それぞれの準備
大吾と別れた理玖のもとに、湊人がやって来る。
「うまく誘導できたみたいですね」
「……かなり強引だったけどね」
二人は微妙な距離を保ちつつ、歩き始めた。
まずは、キッチンへと向かう。
そこには、大量の料理に囲まれた晴久がいた。
「晴久さん、お疲れ様です」
「……準備はどうだい?」
「あっ、湊人くんに理玖さん。はい、みなさんに手伝っていただいたので終わっています。立食なので、食べやすいものを二十種類ほど作ってみました。あとは……」
「晴久さん、さすがですね」
「……まさか、こんなに本格的なものを作ってくれるとはね」
「ありがとうございます!」
二人に褒められた晴久は、顔を綻ばせる。
理玖と晴久はキッチンを後にすると、庭へと向かった。
そこには、柊平、蒼一朗がいた。
少し離れた位置で、ピアノを弾いている虹太の姿も目に入る。
「こちらも、準備は大丈夫そうですね」
「……あのピアノ、サロンから運んだのかい?」
「ああ。椎名がどうしても生演奏がいいと言うからな。隊長の手を煩わせてしまった……」
「おかげで俺らは楽できたけどな。会場のセッティングも終わってるぜ」
「設営のためにかなり色々調べましたからね。喜んでもらえなかったら困っちゃうなあ」
「……今日がいい天気で、本当によかった。花も綺麗だ」
「そうだな。招待客の方々も皆さんお揃いだ。
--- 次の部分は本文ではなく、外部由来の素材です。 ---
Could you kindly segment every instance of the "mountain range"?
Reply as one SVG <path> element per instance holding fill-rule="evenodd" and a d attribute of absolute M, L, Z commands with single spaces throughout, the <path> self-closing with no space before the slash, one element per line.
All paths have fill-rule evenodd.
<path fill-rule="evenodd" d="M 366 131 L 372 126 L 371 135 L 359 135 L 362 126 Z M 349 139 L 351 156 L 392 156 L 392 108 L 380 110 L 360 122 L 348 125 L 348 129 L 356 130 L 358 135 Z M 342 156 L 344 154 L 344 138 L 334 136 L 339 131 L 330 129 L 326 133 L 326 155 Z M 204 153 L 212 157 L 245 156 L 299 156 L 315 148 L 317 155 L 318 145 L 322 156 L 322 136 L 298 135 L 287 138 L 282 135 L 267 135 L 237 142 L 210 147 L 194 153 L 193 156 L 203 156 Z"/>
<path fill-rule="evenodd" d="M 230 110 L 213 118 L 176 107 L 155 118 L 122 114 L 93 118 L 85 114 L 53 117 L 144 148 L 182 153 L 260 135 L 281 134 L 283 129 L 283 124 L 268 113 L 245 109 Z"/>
いつでも始められるぞ」
「……にしてもあいつ、さっきからエンドレスで弾き続けてるけど疲れねーのか?」
理玖と湊人は虹太に視線を送りつつ、その場を後にする。
そして、庭の隅へと向かった。
そこには、何かが書かれている紙を見ている心の姿があった。
「やあ、心くん。セリフは覚えられたかな?」
「……君が一番心配なんだけど」
「……大丈夫。多分……」
((不安だ……))
「僕、本番には強いから……」
どうやら、紙の内容を覚えなければならないらしい。
いつも通りぼんやりとしている心は、きちんとそれを記憶することができたのだろうか。
二人は不安を抱えつつもその場を離れると、とある部屋に向かったのだった。